Flora Détraz est danseuse, chorégraphe, vocaliste et réalisatrice. Après un cursus en danse classique au conservatoire de Boulogne-Billancourt et des études littéraires et philosophiques en classe préparatoire à Paris, elle intègre la formation du centre chorégraphique national de Rillieux-la-Pape, sous la direction de Maguy Marin. Elle rejoint ensuite le cycle de recherches chorégraphiques du Forum Dança, à Lisbonne, ville dans laquelle elle habite pendant 9 ans. Lors de son parcours, elle a l’opportunité de rencontrer des artistes telles que Meredith Monk, Marlene Monteiro Freitas, Vera Mantero, Meg Stuart ou encore Lia Rodrigues, qui inspirent sa propre pratique. Depuis 2013, elle développe au sein de la structure PLI, des projets chorégraphiques et vocaux qui explorent les liens entre le visible et l’invisible et interrogent les convenances sociales, à travers le corps.

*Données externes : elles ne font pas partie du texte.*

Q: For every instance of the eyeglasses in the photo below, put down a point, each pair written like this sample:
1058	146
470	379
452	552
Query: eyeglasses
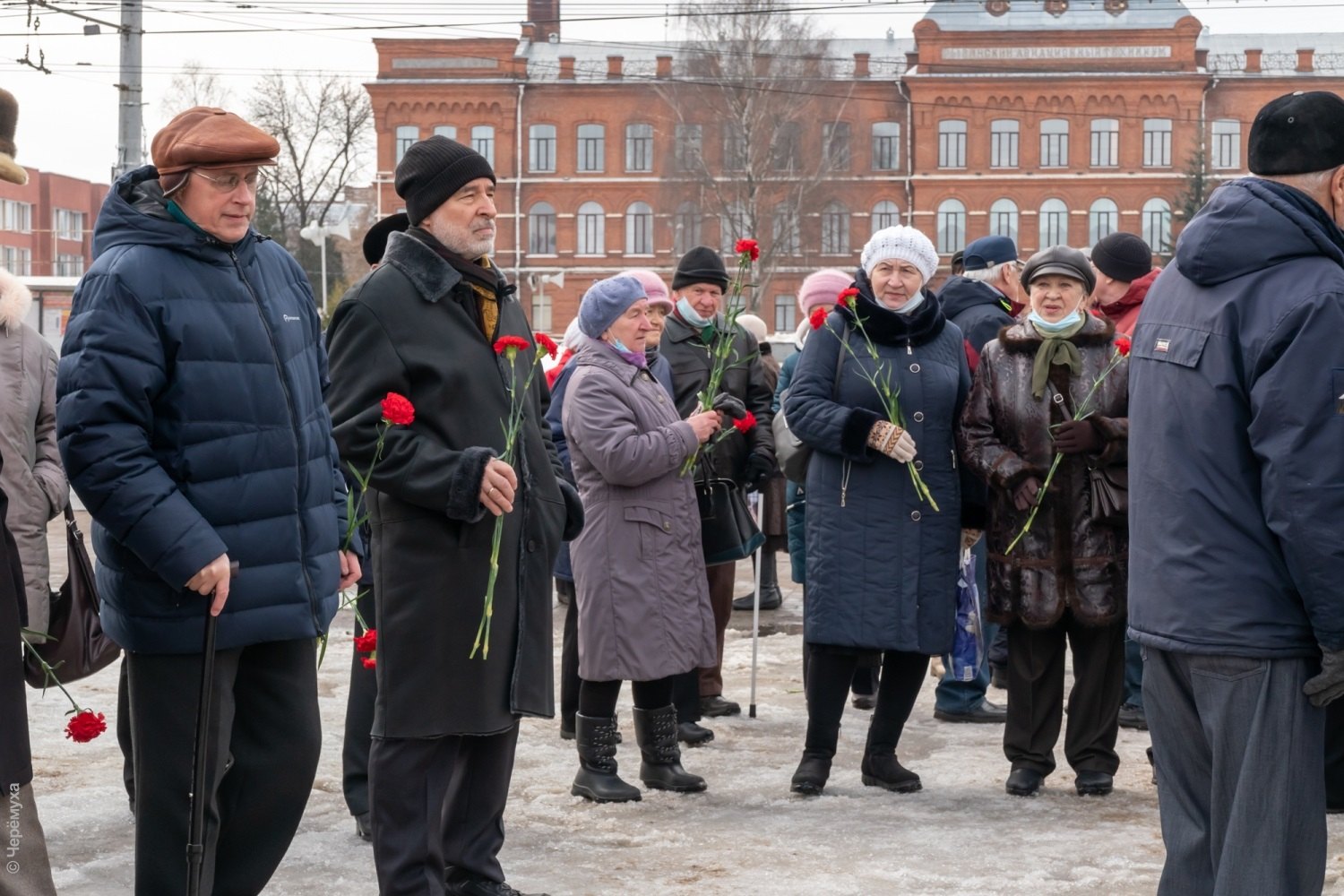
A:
228	183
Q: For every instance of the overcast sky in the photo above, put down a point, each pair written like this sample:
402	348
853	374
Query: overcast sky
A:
67	120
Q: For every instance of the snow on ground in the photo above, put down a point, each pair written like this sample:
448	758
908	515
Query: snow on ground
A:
745	836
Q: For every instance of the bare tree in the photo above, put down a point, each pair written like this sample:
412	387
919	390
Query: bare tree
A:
745	107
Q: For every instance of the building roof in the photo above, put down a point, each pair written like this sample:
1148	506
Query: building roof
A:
1081	15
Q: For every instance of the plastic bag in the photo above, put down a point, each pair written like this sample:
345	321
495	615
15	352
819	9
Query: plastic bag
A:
968	643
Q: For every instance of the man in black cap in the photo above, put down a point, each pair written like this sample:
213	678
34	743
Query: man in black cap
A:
425	325
695	325
1236	501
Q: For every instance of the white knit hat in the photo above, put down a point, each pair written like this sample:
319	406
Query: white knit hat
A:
902	242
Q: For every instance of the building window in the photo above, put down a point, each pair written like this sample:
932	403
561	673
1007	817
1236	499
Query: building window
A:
886	145
687	147
639	147
952	142
483	142
1054	223
952	228
1102	220
1105	142
406	137
1054	142
685	228
540	148
884	214
734	147
1226	150
1003	142
835	140
787	150
540	230
1003	220
591	222
1158	142
1158	226
639	230
69	265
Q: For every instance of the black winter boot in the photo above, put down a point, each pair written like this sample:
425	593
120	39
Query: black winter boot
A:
661	758
597	778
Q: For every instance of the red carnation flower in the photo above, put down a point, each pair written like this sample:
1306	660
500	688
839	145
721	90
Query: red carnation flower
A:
85	726
398	410
505	343
547	344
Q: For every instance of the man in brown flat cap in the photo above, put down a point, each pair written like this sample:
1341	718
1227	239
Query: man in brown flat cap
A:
193	425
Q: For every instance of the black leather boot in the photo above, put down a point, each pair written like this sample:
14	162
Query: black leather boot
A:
597	778
661	758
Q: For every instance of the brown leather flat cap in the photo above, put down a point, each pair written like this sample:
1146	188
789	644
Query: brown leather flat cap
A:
204	137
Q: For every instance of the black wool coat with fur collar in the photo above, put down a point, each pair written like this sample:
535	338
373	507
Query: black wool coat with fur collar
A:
1004	437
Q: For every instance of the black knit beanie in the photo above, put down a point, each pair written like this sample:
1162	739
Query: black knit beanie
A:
701	265
1123	257
433	169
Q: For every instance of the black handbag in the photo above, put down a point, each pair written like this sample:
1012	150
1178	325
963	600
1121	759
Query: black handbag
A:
75	645
1109	487
728	530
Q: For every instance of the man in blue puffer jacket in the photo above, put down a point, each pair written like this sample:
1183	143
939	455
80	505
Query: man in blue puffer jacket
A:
1236	505
193	425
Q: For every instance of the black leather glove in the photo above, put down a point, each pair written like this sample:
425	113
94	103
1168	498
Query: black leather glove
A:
1077	437
760	469
730	405
1026	493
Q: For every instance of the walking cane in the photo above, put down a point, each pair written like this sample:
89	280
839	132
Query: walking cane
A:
196	834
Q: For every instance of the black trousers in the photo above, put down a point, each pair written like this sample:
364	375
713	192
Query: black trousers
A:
1037	694
263	745
438	807
359	718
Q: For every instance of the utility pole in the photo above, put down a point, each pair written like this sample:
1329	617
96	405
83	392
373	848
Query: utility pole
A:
131	150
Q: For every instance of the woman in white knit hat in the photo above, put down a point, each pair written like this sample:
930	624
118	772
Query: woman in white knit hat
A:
882	562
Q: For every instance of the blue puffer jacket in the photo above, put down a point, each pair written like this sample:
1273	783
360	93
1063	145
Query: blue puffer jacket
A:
1236	427
191	424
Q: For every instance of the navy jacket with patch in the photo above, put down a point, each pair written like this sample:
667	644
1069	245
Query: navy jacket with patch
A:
191	424
1236	435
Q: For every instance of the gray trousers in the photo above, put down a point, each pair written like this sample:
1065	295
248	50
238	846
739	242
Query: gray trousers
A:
1239	754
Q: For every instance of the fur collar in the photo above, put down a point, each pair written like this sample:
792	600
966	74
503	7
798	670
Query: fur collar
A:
1023	338
15	301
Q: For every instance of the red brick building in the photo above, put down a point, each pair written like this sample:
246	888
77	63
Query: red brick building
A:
1051	123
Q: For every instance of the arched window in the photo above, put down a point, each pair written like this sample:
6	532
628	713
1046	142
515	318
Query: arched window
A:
1054	223
1003	220
639	230
1102	220
540	230
884	214
952	228
1158	225
591	222
835	230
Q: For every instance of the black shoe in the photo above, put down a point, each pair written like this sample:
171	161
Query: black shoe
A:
693	734
661	769
1093	783
983	712
1132	716
811	777
1024	782
717	705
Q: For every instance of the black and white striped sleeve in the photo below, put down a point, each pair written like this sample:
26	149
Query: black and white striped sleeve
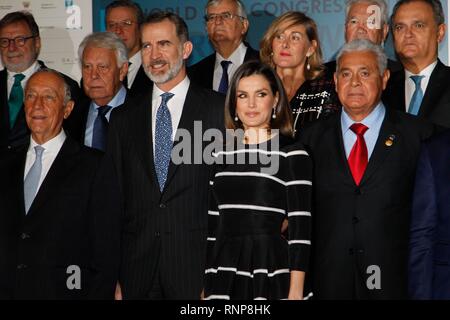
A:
299	196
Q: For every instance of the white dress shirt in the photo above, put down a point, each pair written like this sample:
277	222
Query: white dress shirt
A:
236	58
27	73
410	86
175	105
51	147
136	62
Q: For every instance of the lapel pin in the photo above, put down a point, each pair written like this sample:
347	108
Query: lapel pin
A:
390	140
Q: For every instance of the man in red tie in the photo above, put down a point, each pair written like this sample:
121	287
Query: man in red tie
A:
365	159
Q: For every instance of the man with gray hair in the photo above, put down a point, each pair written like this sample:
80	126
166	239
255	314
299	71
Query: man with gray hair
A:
422	87
59	206
227	25
366	19
104	64
362	198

WE HAVE DECIDED NOT TO DIE est un film et spectacle musical basé sur une exploration des corps en lien avec l’architecture. Inspiré par les archives du projet architectural Reversible Destiny- Healing Fun House, une "éco-communauté queer", imaginé par les artistes, poètes et architectes Madeline Gins et Shusaku Arakawa. Dans la droite lignée de ses travaux précédents Louise Siffert transforme ces archives en objet à travers une forme ludique, poétique et plus accessible, la plasticienne reproduit ainsi un espace scénographique et lumineux haut en textures et en couleurs. Dans cet environnement à l’esthétique prononcée, propice à l’expression des singularités, Louise Siffert renoue avec les intentions esthétiques et politiques du duo Gins et Arakawa qui élaborait des structures capables d’émanciper les corps des normes, des dispositifs de contrôle ou des processus d’idéalisation, et peut-être même de défier la mort.

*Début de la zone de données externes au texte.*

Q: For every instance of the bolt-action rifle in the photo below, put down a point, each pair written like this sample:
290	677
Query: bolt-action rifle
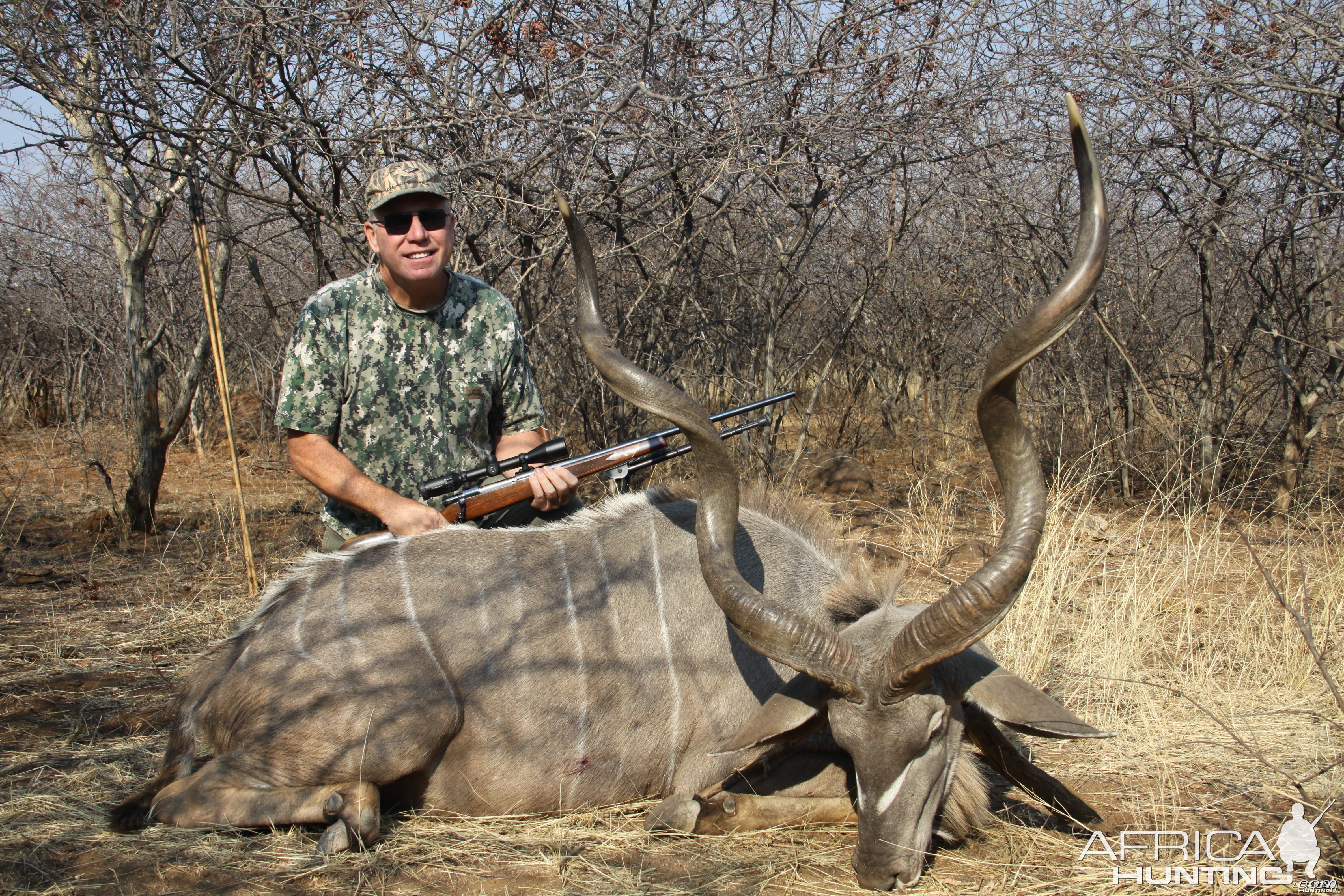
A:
474	500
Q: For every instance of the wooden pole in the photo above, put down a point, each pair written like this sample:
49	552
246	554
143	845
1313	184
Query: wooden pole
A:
217	348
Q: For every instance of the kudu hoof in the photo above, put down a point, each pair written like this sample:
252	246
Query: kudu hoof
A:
335	840
675	813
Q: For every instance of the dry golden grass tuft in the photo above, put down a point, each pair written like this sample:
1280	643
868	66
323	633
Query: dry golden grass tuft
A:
1150	624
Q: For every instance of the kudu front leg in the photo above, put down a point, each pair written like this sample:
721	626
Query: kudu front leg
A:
218	797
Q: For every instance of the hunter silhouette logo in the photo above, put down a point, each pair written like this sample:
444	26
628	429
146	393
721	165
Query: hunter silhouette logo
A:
1298	841
1216	856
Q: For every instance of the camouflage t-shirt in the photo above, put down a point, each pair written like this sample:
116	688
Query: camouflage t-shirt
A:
408	395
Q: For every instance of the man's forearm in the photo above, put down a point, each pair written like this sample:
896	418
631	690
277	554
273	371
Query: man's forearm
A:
517	444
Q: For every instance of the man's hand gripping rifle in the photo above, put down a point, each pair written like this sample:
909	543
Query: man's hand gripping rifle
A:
474	500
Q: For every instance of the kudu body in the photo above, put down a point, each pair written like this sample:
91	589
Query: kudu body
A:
617	655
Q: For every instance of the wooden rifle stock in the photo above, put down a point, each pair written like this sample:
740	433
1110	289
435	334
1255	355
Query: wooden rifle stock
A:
487	499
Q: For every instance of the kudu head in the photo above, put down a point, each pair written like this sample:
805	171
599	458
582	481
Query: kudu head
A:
893	683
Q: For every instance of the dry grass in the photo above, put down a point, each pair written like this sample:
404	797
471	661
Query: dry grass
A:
1152	625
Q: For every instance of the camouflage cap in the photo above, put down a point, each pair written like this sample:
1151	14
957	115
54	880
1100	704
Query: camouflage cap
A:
400	179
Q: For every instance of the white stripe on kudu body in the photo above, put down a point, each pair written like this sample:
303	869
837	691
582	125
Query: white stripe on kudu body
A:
413	619
299	623
607	586
667	649
581	748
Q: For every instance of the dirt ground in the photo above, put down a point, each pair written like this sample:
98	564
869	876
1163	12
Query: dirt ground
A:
1151	625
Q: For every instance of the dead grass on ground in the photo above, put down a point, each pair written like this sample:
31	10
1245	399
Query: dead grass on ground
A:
1151	625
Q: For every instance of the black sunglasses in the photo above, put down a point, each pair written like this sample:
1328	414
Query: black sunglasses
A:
400	222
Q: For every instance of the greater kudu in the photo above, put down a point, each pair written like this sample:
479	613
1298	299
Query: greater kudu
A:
585	664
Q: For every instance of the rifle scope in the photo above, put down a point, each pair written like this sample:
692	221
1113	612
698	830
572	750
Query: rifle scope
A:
544	453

Louise Siffert, née en 1988 à Strasbourg, se forme à la scénographie avant d’intégrer l’École Nationale Supérieure des Beaux-arts à Paris. Elle est membre de DOC !, espace artistique autogéré à Paris.Monde du travail et aliénation, recherche du bien-être, place des habitudes : les performances de Louise Siffert interrogent et mettent en relation ces thématiques actuelles dans une mise en scène théâtrale et burlesque. Ancrant son travail dans des réflexions scientifiques et sociologiques (théories queer, études du genre, études décoloniales...) Louise Siffert crée des personnages aux caractères exacerbés, surexploitant les codes de langage et de comportement qui leur sont attribués.

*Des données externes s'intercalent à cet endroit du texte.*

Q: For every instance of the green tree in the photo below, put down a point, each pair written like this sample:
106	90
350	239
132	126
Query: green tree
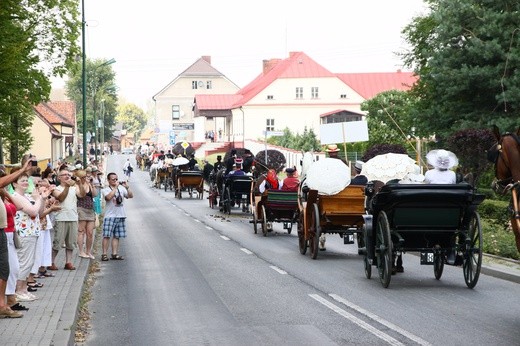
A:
38	39
389	117
470	146
465	54
133	118
101	94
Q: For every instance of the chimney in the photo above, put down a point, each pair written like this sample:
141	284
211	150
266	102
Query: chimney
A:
268	65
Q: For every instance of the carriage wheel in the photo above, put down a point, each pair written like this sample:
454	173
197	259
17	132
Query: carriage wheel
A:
302	242
473	252
255	220
383	249
315	238
438	262
368	249
264	222
227	201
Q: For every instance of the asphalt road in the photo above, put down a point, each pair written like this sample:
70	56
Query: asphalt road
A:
192	277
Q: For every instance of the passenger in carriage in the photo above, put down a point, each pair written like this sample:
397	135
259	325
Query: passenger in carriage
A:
290	183
270	182
192	163
442	162
218	165
358	179
237	169
231	161
248	160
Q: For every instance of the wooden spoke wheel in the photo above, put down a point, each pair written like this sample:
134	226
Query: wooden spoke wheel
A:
383	249
315	232
438	264
264	222
472	257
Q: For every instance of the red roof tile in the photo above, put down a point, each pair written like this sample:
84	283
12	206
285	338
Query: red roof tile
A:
369	85
59	112
297	65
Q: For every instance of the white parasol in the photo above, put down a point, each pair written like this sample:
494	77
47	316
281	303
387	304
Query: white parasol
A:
387	167
179	161
328	176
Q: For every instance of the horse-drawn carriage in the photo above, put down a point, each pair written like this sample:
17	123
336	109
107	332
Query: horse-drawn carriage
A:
340	213
438	221
236	190
275	206
189	181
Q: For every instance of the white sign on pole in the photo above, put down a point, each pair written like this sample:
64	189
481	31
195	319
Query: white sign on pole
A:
347	132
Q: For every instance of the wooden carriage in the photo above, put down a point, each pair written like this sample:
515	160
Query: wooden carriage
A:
341	213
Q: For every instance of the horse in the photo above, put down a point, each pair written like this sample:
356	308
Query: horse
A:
505	154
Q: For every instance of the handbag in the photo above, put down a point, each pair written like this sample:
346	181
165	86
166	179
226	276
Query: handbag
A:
97	204
16	240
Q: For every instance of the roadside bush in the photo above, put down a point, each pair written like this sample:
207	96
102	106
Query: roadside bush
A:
495	211
498	240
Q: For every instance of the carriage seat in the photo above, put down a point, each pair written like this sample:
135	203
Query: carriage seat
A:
281	200
349	201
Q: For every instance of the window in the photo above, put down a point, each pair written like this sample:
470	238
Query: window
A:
299	92
314	92
176	112
269	125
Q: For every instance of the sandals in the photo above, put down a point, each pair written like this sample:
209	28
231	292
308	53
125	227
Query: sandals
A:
34	284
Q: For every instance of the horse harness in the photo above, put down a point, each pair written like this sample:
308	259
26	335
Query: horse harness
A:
502	186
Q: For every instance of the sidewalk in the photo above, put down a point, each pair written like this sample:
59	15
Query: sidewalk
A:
51	318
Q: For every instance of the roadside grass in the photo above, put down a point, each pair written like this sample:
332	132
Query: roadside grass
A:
83	325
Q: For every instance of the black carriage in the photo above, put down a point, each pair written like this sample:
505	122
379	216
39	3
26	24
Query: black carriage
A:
440	222
190	181
236	191
275	206
213	191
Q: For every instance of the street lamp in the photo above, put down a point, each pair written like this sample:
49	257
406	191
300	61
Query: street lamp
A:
84	83
108	62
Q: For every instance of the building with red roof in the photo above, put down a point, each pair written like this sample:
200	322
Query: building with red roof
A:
295	93
53	130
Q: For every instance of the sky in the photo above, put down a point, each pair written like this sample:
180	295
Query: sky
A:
154	41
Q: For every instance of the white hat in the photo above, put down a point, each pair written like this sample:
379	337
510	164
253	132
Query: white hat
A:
442	159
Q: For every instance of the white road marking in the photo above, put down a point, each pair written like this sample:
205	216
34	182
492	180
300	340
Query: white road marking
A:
283	272
383	336
380	320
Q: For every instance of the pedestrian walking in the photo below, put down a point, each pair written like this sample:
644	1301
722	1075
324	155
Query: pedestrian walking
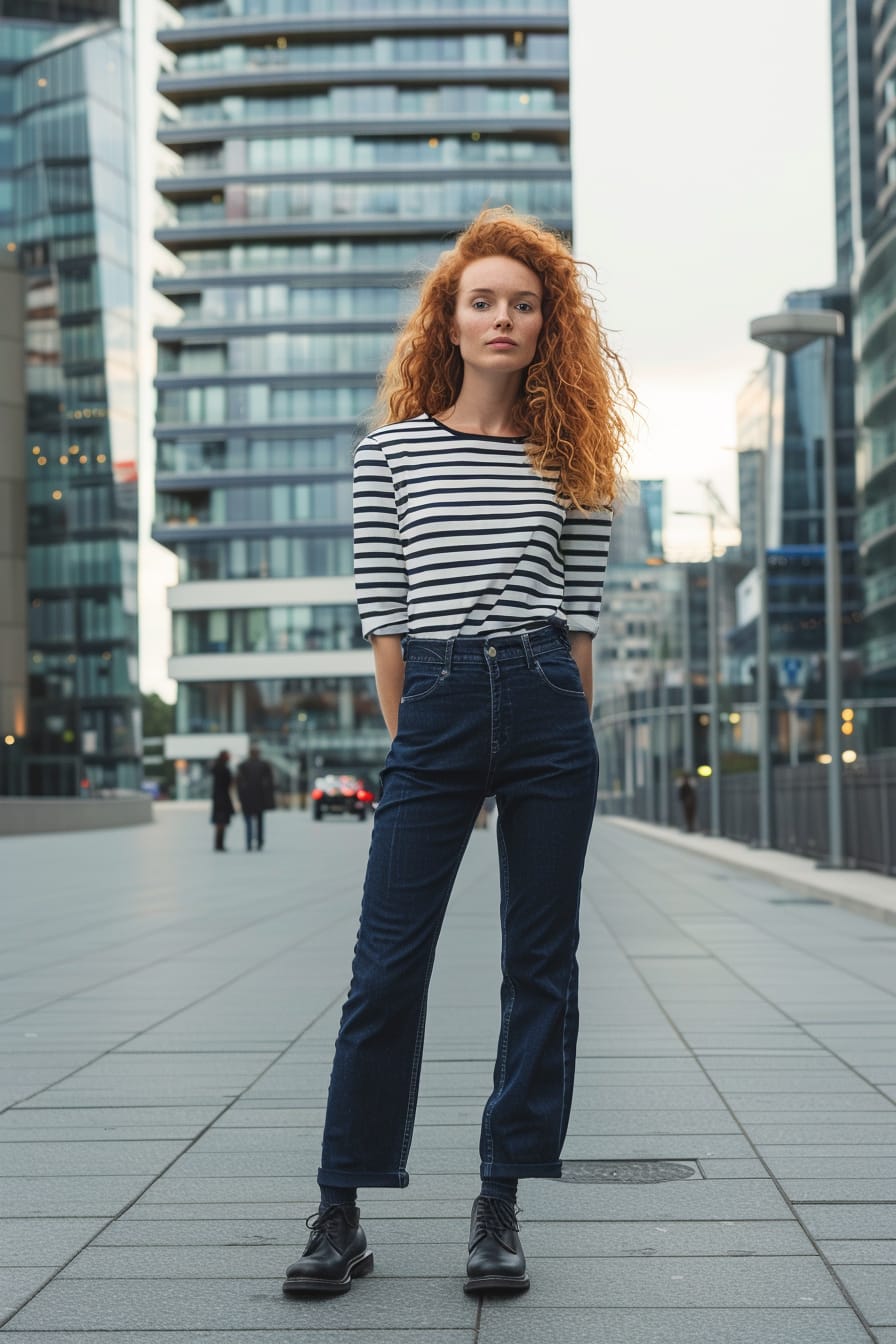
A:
255	792
222	804
481	534
688	800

Son travail a été montré au Palais de Tokyo, au MO.CO Panacée à Montpellier, à la synagogue de Delme, aux Laboratoires d’Aubervilliers, à L’Atelier de Paris - Carolyn Carlson, au Théâtre Nanterre Amandiers, au CAC Brétigny, au CAPC de Bordeaux et dans le cadre d’une exposition solo au BBB centre d’art à Toulouse. Elle est lauréate du projet «La Vie Bonne» en 2020, soutenu par AWARE : Archives of Women Artists, recherches et expositions et le CNAP-Centre national des arts plastiques. Ses œuvres sont dans les collections du CNAP et du CAPC de la ville de Bordeaux.